An esoteric pursuit not so long ago – at least among the financial services community – litigation funding has burst into the mainstream.
In an era of ultra-low interest rates and inflated asset prices, investors must deploy more ingenuity and assume greater risk in search of bumper returns. So we shouldn’t be too surprised that Britain’s litigation funders had £2bn in assets in April, double the amount three years earlier.
The sector has come a long way from the nascent industry that existed little over a decade ago. In 2009, Lord Justice Jackson’s report recommended self-regulation – but at that juncture, assets under management by funders operating in the UK stood at £180m. Expect to hear those periodic calls for more formal scrutiny become louder.
If one disregards group actions, however, we have not yet seen litigation funding encroach upon the consumer sector. That is when the argument for tougher superintendence could bite. For example, in personal injury, funders will provide finance for expert reports and disbursements. Yet they are cautious about getting into a situation where they are taking a cut of damages – the optics are not good. Likewise in the matrimonial arena, while other financial services providers are happy to offer loans to claimants, third-party funders have so far held back from investing in cases.
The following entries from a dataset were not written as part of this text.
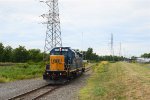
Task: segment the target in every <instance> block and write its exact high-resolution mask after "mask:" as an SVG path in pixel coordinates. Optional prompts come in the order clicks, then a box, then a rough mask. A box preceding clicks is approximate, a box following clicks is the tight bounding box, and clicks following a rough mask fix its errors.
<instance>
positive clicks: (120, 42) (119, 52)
mask: <svg viewBox="0 0 150 100" xmlns="http://www.w3.org/2000/svg"><path fill="white" fill-rule="evenodd" d="M121 50H122V45H121V42H120V49H119V56H120V57H121Z"/></svg>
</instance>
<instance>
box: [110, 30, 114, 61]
mask: <svg viewBox="0 0 150 100" xmlns="http://www.w3.org/2000/svg"><path fill="white" fill-rule="evenodd" d="M111 56H112V61H114V37H113V34H112V33H111Z"/></svg>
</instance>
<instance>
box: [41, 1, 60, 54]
mask: <svg viewBox="0 0 150 100" xmlns="http://www.w3.org/2000/svg"><path fill="white" fill-rule="evenodd" d="M40 2H43V3H45V4H46V5H47V6H48V8H49V10H48V13H47V14H43V15H41V16H42V17H43V18H46V22H44V23H43V24H46V25H47V30H46V38H45V46H44V53H47V52H48V53H49V52H50V50H51V49H52V48H54V47H61V46H62V39H61V29H60V19H59V8H58V0H45V1H40Z"/></svg>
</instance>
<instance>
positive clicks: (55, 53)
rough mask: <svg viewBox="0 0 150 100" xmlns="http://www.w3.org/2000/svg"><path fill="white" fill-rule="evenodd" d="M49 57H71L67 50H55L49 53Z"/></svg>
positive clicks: (71, 54) (69, 51)
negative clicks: (59, 55) (58, 55)
mask: <svg viewBox="0 0 150 100" xmlns="http://www.w3.org/2000/svg"><path fill="white" fill-rule="evenodd" d="M50 55H64V56H65V57H67V56H68V57H72V54H71V52H70V50H69V49H68V48H55V49H53V50H52V51H51V52H50Z"/></svg>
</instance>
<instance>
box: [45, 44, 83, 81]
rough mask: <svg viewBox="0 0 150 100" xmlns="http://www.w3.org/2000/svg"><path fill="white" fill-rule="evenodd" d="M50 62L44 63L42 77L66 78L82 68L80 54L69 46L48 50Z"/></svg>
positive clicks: (82, 67) (53, 79) (56, 47)
mask: <svg viewBox="0 0 150 100" xmlns="http://www.w3.org/2000/svg"><path fill="white" fill-rule="evenodd" d="M49 63H50V64H49V65H46V70H45V73H44V75H43V79H44V80H47V81H50V80H53V81H54V80H55V81H56V80H62V79H68V78H70V77H72V76H73V75H74V74H76V73H77V72H78V71H80V70H81V71H82V70H83V65H82V55H81V54H80V53H77V52H75V51H74V50H72V49H70V48H69V47H56V48H53V49H52V50H51V51H50V62H49Z"/></svg>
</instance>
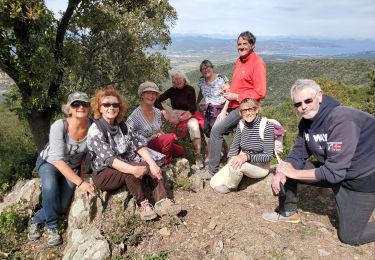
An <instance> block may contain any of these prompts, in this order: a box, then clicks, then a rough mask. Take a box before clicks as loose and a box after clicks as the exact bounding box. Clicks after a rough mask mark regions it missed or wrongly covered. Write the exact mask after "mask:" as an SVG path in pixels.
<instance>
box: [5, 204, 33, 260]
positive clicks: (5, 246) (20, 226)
mask: <svg viewBox="0 0 375 260" xmlns="http://www.w3.org/2000/svg"><path fill="white" fill-rule="evenodd" d="M27 220H28V216H24V215H20V214H18V213H17V212H16V211H15V208H14V207H9V208H7V209H5V210H4V211H3V212H2V213H1V214H0V252H2V253H3V254H4V256H6V257H7V258H8V259H24V258H25V256H22V254H21V253H20V249H21V247H22V245H24V244H25V242H26V234H25V232H24V231H25V230H27ZM0 258H1V255H0Z"/></svg>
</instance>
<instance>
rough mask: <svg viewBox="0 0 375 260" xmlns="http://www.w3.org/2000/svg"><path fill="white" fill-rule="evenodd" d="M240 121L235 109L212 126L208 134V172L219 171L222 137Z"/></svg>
mask: <svg viewBox="0 0 375 260" xmlns="http://www.w3.org/2000/svg"><path fill="white" fill-rule="evenodd" d="M240 120H241V115H240V112H239V109H238V108H236V109H233V110H232V111H230V112H229V114H228V115H227V117H226V118H224V120H222V121H219V120H216V122H215V124H214V125H213V127H212V129H211V134H210V144H211V152H210V157H209V158H208V170H209V171H210V172H212V173H216V172H217V171H218V170H219V164H220V158H221V148H222V147H223V141H224V135H225V134H228V133H229V132H230V131H232V130H233V129H234V128H235V127H236V126H237V124H238V122H240Z"/></svg>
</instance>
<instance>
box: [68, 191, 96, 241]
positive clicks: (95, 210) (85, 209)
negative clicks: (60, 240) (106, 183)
mask: <svg viewBox="0 0 375 260" xmlns="http://www.w3.org/2000/svg"><path fill="white" fill-rule="evenodd" d="M102 207H103V205H102V203H101V200H100V199H98V196H92V195H87V194H85V192H83V191H82V190H81V189H76V191H75V193H74V197H73V200H72V204H71V205H70V210H69V216H68V229H67V233H68V236H70V233H71V232H72V231H73V230H75V229H79V228H83V227H85V226H86V225H88V224H90V223H91V222H92V221H93V219H94V218H95V216H96V213H97V212H98V211H101V208H102Z"/></svg>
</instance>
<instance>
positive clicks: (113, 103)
mask: <svg viewBox="0 0 375 260" xmlns="http://www.w3.org/2000/svg"><path fill="white" fill-rule="evenodd" d="M102 106H103V107H105V108H109V107H110V106H112V107H113V108H119V107H120V103H102Z"/></svg>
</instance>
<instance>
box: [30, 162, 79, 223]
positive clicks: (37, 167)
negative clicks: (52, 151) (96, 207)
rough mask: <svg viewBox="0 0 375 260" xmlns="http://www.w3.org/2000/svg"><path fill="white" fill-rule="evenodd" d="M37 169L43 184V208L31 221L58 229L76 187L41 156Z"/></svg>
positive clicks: (38, 211) (42, 184) (42, 187)
mask: <svg viewBox="0 0 375 260" xmlns="http://www.w3.org/2000/svg"><path fill="white" fill-rule="evenodd" d="M36 169H37V170H38V172H39V176H40V182H41V184H42V208H41V209H40V210H38V211H37V212H36V213H35V215H34V217H33V218H32V219H31V221H32V222H33V223H39V224H44V225H45V226H46V227H47V228H50V229H51V228H58V226H59V216H60V215H62V214H65V213H66V212H67V210H68V208H69V205H70V202H71V200H72V197H73V194H74V191H75V188H76V185H75V184H74V183H73V182H71V181H69V180H67V179H66V178H65V177H64V175H62V174H61V173H60V172H59V170H58V169H57V168H56V167H55V166H53V165H52V164H50V163H48V162H47V161H45V160H43V159H42V158H41V157H40V156H39V157H38V159H37V161H36ZM73 170H74V169H73ZM75 172H78V170H77V169H76V170H75Z"/></svg>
If size alone justifies statutory regulation, who would take it on? City watchdog the Financial Conduct Authority is the obvious candidate, but has shown little interest. Many of the entities now moving into the market, moreover – such as hedge funds – are already regulated.
Will law firms increasingly become funders themselves? This has happened less than one might expect. But with more stockmarket listings in the pipeline, some will soon be sitting on newly generated piles of cash that could enable them to set up funding arms.
To avoid argument over whether they are acting in the client’s best interest by offering finance from their own funder, they might well examine the Rosenblatt/LionFish model. LionFish does not fund any of Rosenblatt’s matters, but rather uses the firm to assess the merits of cases in which it is considering investing. A neat workaround that others could well emulate.